My Pépite met le crowdfunding au service des créateurs de mode

Étudiantes à Sup du Pub, Alisson Municchi, Eva Philis et Vanessa Broche ont créé My Pépite, deuxième plateforme française de crowdfunding dédié aux créateurs de mode. Un projet qui leur a valu d'intégrer l'incubateur Creatis à la Gaité Lyrique. Elles livrent leur expérience déjà riche d'enseignements.
Marina Torre
Vanessa Broche, Alisson Municchi et Eva Phillis ont créé leur entreprise juste après leurs études.

«Allez-voir votre banquier et dites-lui : "Je voudrais de l'argent pour produire ma collection, mais je ne toucherai d'argent que dans six mois, et seulement si j'ai de la chance. Par ailleurs, les vêtements que je compte faire sont extrêmement chers aujourd'hui, mais en imaginant que je ne les vende pas, dans quelques mois, une fois la saison passée, ils ne vaudront plus rien... "»

A ce constat dépité du créateur belge Dries Van Noten, retranscrit dans un ouvrage collectif de l'Institut français de la mode*, le crowdfunding offre peut-être la réplique qui manquait. Certes, en France, des coups de pouce au démarrage pour les jeunes créateurs existent déjà comme les fonds d'avance remboursable ou le fonds de garantie dédié de l'Institut pour le financement du cinéma et des industries culturelles (IFCIC, qui dépend du ministère de la Culture), ou bien, depuis janvier 2013, le réseau Mode Business Angels.
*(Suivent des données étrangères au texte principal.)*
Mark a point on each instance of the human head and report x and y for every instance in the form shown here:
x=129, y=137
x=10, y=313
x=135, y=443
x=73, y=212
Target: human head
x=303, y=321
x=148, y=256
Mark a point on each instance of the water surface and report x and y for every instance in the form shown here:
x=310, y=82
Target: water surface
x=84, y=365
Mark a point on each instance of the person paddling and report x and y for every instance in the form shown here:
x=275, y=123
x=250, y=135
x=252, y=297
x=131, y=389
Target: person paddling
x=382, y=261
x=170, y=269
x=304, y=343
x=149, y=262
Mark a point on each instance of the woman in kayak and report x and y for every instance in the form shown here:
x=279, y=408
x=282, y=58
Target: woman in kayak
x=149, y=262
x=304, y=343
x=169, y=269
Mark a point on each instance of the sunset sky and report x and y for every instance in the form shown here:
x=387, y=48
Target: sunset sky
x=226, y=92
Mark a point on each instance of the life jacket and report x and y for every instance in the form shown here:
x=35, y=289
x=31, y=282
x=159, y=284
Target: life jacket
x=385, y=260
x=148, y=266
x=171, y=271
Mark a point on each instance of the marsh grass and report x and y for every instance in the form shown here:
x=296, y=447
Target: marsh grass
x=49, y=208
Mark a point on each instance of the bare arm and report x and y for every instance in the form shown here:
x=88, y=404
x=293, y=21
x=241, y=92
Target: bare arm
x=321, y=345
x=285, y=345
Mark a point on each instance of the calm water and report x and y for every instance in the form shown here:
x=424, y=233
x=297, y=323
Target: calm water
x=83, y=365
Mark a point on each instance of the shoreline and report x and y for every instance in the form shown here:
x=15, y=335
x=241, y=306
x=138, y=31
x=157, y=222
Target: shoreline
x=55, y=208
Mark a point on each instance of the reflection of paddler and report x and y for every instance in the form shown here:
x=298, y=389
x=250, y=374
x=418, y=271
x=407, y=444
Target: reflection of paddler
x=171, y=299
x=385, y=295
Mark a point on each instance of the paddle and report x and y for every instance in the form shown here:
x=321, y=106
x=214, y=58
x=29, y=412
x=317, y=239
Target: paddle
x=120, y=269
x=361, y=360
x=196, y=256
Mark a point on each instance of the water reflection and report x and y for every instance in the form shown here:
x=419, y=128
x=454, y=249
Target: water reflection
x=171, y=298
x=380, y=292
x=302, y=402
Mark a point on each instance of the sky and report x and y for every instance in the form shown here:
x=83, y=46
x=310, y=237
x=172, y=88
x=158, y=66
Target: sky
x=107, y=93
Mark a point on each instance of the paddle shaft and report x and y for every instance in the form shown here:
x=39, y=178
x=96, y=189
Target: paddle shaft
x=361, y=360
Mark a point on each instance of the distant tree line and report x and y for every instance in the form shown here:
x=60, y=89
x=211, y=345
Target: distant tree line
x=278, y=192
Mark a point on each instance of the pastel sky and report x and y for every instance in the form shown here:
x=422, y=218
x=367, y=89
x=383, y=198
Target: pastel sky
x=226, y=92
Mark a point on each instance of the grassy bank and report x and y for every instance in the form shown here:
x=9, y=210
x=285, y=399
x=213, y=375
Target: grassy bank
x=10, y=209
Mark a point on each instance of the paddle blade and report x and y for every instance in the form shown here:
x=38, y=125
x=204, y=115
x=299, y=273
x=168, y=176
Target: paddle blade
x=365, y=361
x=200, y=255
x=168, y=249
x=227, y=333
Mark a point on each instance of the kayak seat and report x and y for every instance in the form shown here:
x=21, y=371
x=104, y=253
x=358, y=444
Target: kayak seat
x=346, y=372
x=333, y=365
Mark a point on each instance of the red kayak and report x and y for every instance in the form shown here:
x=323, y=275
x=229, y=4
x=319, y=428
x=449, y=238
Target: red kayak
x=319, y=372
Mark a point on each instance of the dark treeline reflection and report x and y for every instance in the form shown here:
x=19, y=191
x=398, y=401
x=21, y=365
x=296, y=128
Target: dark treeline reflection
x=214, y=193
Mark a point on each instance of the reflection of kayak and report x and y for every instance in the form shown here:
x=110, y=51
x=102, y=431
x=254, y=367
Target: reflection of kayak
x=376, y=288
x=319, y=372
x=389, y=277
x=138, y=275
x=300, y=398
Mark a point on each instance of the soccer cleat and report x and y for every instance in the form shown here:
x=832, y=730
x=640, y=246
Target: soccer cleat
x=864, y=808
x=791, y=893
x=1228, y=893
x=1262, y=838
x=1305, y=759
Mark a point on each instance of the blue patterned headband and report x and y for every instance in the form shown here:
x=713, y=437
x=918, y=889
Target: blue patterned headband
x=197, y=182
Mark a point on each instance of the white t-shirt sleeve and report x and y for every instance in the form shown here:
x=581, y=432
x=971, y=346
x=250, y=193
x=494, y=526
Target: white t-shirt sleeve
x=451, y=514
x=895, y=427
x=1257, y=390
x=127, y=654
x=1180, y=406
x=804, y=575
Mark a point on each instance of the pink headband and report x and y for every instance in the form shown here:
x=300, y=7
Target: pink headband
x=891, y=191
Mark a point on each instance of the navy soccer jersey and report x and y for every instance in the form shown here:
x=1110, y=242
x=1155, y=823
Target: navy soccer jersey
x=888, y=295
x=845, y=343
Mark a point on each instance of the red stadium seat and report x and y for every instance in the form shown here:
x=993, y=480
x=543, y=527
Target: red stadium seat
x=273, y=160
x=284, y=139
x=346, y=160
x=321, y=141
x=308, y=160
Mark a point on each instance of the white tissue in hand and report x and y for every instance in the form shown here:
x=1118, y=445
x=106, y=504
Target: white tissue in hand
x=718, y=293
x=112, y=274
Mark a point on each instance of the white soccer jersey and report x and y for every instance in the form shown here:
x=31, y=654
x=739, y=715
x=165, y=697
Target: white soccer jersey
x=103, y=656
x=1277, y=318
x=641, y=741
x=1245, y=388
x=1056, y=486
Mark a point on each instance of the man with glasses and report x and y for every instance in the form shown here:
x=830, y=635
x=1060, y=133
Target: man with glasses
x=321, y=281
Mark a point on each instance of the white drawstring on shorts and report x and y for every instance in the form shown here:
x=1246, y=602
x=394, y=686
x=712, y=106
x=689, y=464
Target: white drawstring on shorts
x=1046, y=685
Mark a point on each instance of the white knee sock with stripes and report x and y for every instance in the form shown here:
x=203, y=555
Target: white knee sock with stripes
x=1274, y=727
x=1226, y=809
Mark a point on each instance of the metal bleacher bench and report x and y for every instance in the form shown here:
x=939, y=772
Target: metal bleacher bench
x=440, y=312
Mais ce nouveau tremplin qu'est le financement participatif a fait ses preuves dans d'autres domaines de l'industrie culturelle comme le cinéma ou la musique. Et a de quoi séduire les jeunes designers en mal de financement.

Le concept a en tout cas convaincu l'école parisienne Sup de Pub, qui appartient au groupe INSEEC, de soutenir financièrement le projet de fin de d'année de trois de ses élèves Alisson Municchi, Eva Philis et Vanessa Broche. A peine sortie de leur deuxième année de master, ces trois jeunes entrepreneures ont ainsi pu intégrer pendant un an l'incubateur Creatis installé à la Gaîté Lyrique (Paris IIIe arr.). Balbutiante, leur plateforme My Pepite, lancée en juin 2014, met en relation des créateurs de mode souhaitant financer une collection, un défilé ou un shooting et d'éventuels mécènes. Elles expliquent comment elles s'y prennent pour "mettre le pied à l'étrier" de ces stylistes à peine plus âgés qu'elles.

Malgré les financements qui existent déjà, c'est si difficile de trouver des financement pour les jeunes créateurs ?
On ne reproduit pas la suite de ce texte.